On renewable energy, the briefing states that “a more strategic approach” is needed to ensure that, as generation capacity grows, so does supporting infrastructure. Teams working on the electricity sector’s decarbonisation should collaborate more closely with those working across heat, transport and heavy industry. While noting the UK’s success in bringing large-scale projects online, Green Alliance warns that more must now be done to support community energy projects and assets which allow for greater flexibility. On the latter, 5.5GW of energy storage capacity should be installed within a decade.
The briefing notably cites previous research by National Grid, which concluded that 117,000 new jobs could be created and hundreds of thousands more safeguarded if the UK Government implements holistic plans for a net-zero energy system.

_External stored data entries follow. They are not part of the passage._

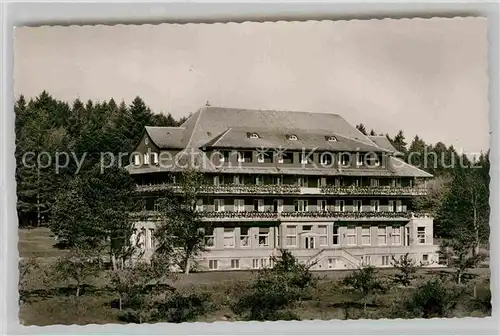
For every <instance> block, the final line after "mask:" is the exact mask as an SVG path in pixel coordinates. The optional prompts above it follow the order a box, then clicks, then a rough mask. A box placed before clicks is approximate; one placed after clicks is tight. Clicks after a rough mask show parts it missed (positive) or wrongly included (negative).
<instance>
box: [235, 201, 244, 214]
mask: <svg viewBox="0 0 500 336" xmlns="http://www.w3.org/2000/svg"><path fill="white" fill-rule="evenodd" d="M234 211H236V212H243V211H245V200H243V199H235V200H234Z"/></svg>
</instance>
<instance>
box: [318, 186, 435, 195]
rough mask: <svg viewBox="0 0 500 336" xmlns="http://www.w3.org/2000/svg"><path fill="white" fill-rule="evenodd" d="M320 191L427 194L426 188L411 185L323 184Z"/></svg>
mask: <svg viewBox="0 0 500 336" xmlns="http://www.w3.org/2000/svg"><path fill="white" fill-rule="evenodd" d="M321 193H323V194H329V195H388V196H398V195H411V196H423V195H426V194H427V189H425V188H413V187H392V186H383V187H356V186H350V187H337V186H325V187H321Z"/></svg>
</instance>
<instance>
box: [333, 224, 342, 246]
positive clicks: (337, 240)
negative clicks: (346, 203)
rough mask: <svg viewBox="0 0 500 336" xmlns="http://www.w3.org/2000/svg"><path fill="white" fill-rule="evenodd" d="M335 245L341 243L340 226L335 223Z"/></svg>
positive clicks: (334, 233)
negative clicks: (335, 224) (339, 227)
mask: <svg viewBox="0 0 500 336" xmlns="http://www.w3.org/2000/svg"><path fill="white" fill-rule="evenodd" d="M332 231H333V245H338V244H340V239H339V238H340V234H339V226H338V225H333V230H332Z"/></svg>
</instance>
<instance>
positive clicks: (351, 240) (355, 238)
mask: <svg viewBox="0 0 500 336" xmlns="http://www.w3.org/2000/svg"><path fill="white" fill-rule="evenodd" d="M346 238H347V245H356V227H354V226H348V227H347V230H346Z"/></svg>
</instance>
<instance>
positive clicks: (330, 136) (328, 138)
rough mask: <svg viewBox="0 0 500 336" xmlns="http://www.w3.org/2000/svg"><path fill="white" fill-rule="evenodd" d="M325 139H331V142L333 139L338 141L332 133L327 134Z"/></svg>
mask: <svg viewBox="0 0 500 336" xmlns="http://www.w3.org/2000/svg"><path fill="white" fill-rule="evenodd" d="M326 140H327V141H332V142H333V141H338V140H337V138H336V137H334V136H333V135H330V136H327V137H326Z"/></svg>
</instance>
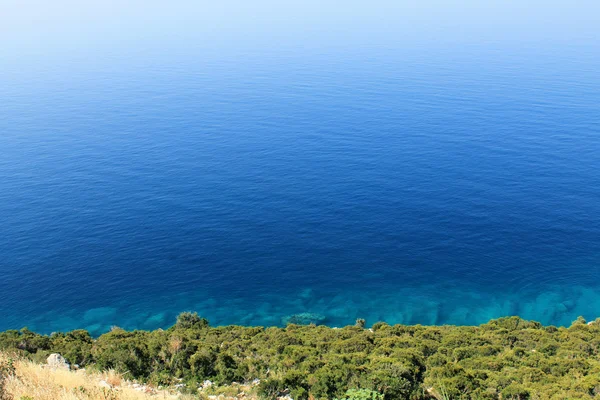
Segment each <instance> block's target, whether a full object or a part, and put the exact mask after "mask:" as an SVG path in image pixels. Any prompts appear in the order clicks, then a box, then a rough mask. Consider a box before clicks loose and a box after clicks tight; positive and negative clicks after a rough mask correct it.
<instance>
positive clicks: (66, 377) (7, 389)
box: [0, 354, 183, 400]
mask: <svg viewBox="0 0 600 400" xmlns="http://www.w3.org/2000/svg"><path fill="white" fill-rule="evenodd" d="M8 363H9V357H8V356H7V355H5V354H0V365H8ZM12 365H13V366H14V369H12V368H11V370H12V373H10V374H8V375H7V376H5V379H4V384H3V386H4V388H2V385H0V391H4V396H5V397H6V398H7V399H14V400H25V399H27V400H148V399H155V400H158V399H182V398H183V397H182V396H181V395H175V394H169V393H168V392H166V391H158V392H154V393H147V392H144V391H140V390H136V389H135V388H133V387H132V386H131V382H128V381H126V380H124V379H123V377H122V376H120V375H119V374H117V373H116V372H114V371H108V372H105V373H102V374H100V373H87V372H86V371H68V370H60V369H56V370H55V369H51V368H45V367H44V366H42V365H39V364H36V363H33V362H31V361H27V360H23V359H16V360H14V361H13V362H12ZM102 381H104V382H106V383H108V384H110V386H112V387H102V383H101V382H102ZM0 398H2V394H1V393H0Z"/></svg>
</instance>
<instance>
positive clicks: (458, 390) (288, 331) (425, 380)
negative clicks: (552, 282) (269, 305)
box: [0, 313, 600, 400]
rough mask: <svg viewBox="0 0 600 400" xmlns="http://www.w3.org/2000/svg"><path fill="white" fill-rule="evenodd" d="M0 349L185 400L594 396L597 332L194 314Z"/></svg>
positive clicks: (540, 328)
mask: <svg viewBox="0 0 600 400" xmlns="http://www.w3.org/2000/svg"><path fill="white" fill-rule="evenodd" d="M0 350H5V351H6V350H8V352H9V353H10V352H15V353H19V354H21V355H27V356H28V357H30V358H32V359H35V360H44V359H45V357H47V355H48V354H49V353H52V352H56V353H60V354H62V355H63V356H64V357H65V358H66V359H67V361H68V362H69V363H71V364H80V365H81V366H85V367H86V368H96V369H100V370H103V369H109V368H114V369H116V370H117V371H119V372H121V373H123V374H125V376H126V377H129V378H135V379H139V380H145V381H149V382H152V383H154V384H157V385H169V384H175V383H185V384H186V388H187V389H186V390H189V391H190V392H194V391H196V389H197V387H198V385H199V384H201V383H202V382H204V381H205V380H211V381H212V382H214V383H215V384H216V386H215V387H219V388H224V387H225V388H227V386H224V385H230V384H232V383H233V382H251V381H253V380H254V379H260V384H259V385H258V386H257V387H256V391H257V393H258V394H259V395H260V396H261V398H264V399H275V398H277V397H278V396H283V395H287V394H289V395H290V396H291V397H292V398H294V399H295V400H307V399H315V400H321V399H344V400H390V399H394V400H395V399H407V400H432V399H490V400H491V399H496V400H499V399H503V400H506V399H515V400H517V399H593V398H598V397H600V322H596V321H594V322H592V323H590V324H587V323H586V321H585V320H583V319H582V318H580V319H578V320H577V321H575V322H574V324H573V325H572V326H571V327H568V328H564V327H559V328H557V327H544V326H542V325H541V324H539V323H537V322H531V321H525V320H522V319H520V318H517V317H509V318H501V319H497V320H493V321H490V322H488V323H487V324H484V325H481V326H420V325H417V326H405V325H394V326H390V325H388V324H385V323H382V322H379V323H376V324H375V325H373V328H372V329H370V330H366V329H364V324H363V322H362V321H361V320H359V321H357V324H355V325H353V326H347V327H344V328H341V329H333V328H328V327H326V326H316V325H314V324H312V325H298V324H290V325H288V326H287V327H285V328H275V327H272V328H266V329H265V328H261V327H242V326H221V327H210V326H209V324H208V321H206V320H205V319H204V318H201V317H199V316H198V315H197V314H196V313H183V314H181V315H180V316H179V317H178V318H177V322H176V324H175V325H174V326H173V327H172V328H170V329H168V330H160V329H159V330H156V331H152V332H146V331H133V332H128V331H125V330H122V329H113V330H112V331H111V332H109V333H106V334H104V335H101V336H100V337H98V338H92V337H91V336H90V335H89V333H87V332H86V331H82V330H76V331H72V332H67V333H55V334H52V335H50V336H45V335H38V334H36V333H34V332H31V331H29V330H28V329H22V330H20V331H16V330H11V331H6V332H0ZM5 364H6V363H5ZM2 368H4V369H2ZM7 368H9V367H7V366H0V371H8V369H7ZM6 373H7V372H4V375H6ZM0 382H1V381H0ZM232 387H235V385H234V386H232ZM356 388H360V389H356ZM215 390H216V389H215ZM222 390H226V389H222ZM227 390H233V389H227ZM196 392H197V391H196Z"/></svg>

“Investment in infrastructure that is both aligned with the UK’s net-zero emissions goal and delivers wider environmental benefits provides more and faster economic and social benefits than higher carbon alternatives, helping to get people back to work in the short term and building low-carbon capacity into the long-term,” the briefing summarises. “Public and private finance should be mobilised to create the building blocks for a resilient and green future.”
On this point, recent research from McKinsey concluded that for every $10m (£8m) invested by a Government in energy efficiency, 77 jobs could be created. For investment in renewable generation technologies, the figure stands at 75 jobs. In comparison, funnelling $10m into fossil fuels would create just 27 jobs.
Boris Johnson is expected to lay out the fundamentals of the UK’s Covid-19 recovery package in the coming days. Meetings to debate and confirm the specifics will then begin in July.
The Environmental Audit Committee (EAC) has just launched a fresh inquiry into the measures which should be included in the package to ensure that it is truly “green”. The Committee will scrutinise the impacts of specific funding pots and policies unveiled in the plan in the future.